Verso una comprensione più matura
Per evitare questa confusione, diviene essenziale lavorare su se stessi, con studio e introspezione. La persona che abbandona la tradizione cattolica a favore del buddismo (o di un’altra religione asiatica, come l’induismo, il taoismo o il jainismo) dovrebbe fermarsi a riflettere su quali siano i presupposti teologici, antropologici e psicologici della nuova dottrina. Questo può implicare la lettura di testi originali, l’apprendimento sotto la guida di un maestro qualificato, ma soprattutto un lavoro interiore per riconoscere e smantellare i residui della propria formazione religiosa precedente.
È un processo di disidentificazione: capire che il senso di colpa e la paura di un Dio geloso non sono intrinsecamente legati alla spiritualità, ma sono il risultato di una specifica visione religiosa e culturale. Solo assumendo questa consapevolezza si può sperimentare la nuova religione nella sua autenticità, comprendendone il messaggio liberatorio e la differente prospettiva sul mondo e sull’essere umano.
Note finali
In definitiva, chi proviene dal cattolicesimo e si apre ad un’esperienza religiosa di matrice asiatica corre il rischio di generare confusione interiore se non riconosce il proprio bagaglio psicologico e teologico pregresso. Il passaggio non è solo un cambio di “etichetta religiosa” ma richiede di comprendere a fondo un sistema di pensiero completamente differente. Solo attraverso l’elaborazione delle categorie interiorizzate, il distacco dal senso di colpa e la liberazione dal modello del “Dio geloso”, sarà possibile vivere appieno il percorso spirituale offerto da queste tradizioni, accedendo ad un panorama più ampio di significato e trasformazione personale.
Ad ogni modo, ricordiamoci che il "bagaglio invisibile" non riguardo solo la religione precedente, ma anche il sistema culturale ed economico neo-liberista in cui siamo inseriti. In particolare l'idea di "dover fare qualcosa" per ottenere un "determinato risultato" è profondamente radicata nella nostra cultura, ma c'entra poco o nulla con il buddismo.
Nel contesto culturale occidentale, la concezione del "fare per ottenere" è fortemente legata al materialismo e all'idea del controllo sugli eventi. Questa prospettiva è profondamente utilitaristica e orientata al futuro, dove ogni azione è vista come un mezzo per raggiungere un fine.
Il buddismo, invece, pone l'accento sulla consapevolezza dell'azione stessa, indipendentemente dal risultato. Non si tratta di eliminare il concetto di causalità (che nel buddismo esiste, ad esempio, nella legge del karma), ma di comprendere che l'attaccamento al frutto dell'azione è fonte di sofferenza. L'azione dovrebbe essere intrapresa con attenzione e presenza, senza aspettative rigide.

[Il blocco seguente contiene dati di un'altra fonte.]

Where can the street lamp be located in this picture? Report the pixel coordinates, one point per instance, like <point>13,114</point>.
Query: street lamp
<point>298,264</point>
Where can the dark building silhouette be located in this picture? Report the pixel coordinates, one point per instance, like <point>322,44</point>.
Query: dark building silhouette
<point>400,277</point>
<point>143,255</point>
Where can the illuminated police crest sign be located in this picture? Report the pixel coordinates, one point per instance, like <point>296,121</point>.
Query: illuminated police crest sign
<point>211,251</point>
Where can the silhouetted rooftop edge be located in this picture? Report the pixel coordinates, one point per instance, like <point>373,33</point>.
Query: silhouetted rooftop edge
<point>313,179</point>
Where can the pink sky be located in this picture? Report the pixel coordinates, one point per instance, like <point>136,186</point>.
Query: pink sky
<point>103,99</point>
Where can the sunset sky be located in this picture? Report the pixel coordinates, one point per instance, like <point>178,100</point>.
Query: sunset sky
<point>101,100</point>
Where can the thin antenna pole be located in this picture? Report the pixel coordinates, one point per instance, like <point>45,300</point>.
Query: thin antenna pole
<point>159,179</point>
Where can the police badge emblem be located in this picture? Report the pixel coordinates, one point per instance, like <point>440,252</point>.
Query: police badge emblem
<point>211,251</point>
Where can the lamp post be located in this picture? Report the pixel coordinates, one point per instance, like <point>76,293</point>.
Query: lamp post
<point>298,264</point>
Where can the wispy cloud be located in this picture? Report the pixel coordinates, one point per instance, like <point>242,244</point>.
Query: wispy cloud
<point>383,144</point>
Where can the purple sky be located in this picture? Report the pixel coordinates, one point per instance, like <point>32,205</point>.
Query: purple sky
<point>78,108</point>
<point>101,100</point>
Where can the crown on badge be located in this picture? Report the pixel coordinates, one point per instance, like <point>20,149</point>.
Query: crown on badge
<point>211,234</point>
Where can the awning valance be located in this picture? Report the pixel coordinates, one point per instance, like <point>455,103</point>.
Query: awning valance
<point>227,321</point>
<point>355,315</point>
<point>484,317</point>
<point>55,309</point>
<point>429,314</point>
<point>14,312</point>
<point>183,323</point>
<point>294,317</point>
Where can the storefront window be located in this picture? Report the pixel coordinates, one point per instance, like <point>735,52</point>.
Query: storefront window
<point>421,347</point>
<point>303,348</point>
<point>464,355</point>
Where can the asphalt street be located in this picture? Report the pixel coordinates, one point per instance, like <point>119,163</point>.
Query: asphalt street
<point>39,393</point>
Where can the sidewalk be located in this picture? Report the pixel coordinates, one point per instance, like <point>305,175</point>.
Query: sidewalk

In sostanza, può esserci un conflitto di paradigmi: uno orientato al risultato e uno orientato al momento presente e alla consapevolezza.
Questo è un invito a riflettere su come il nostro modo di vivere sia influenzato da schemi culturali, e come il buddismo offra una prospettiva alternativa, più libera dall'ansia del "dover ottenere".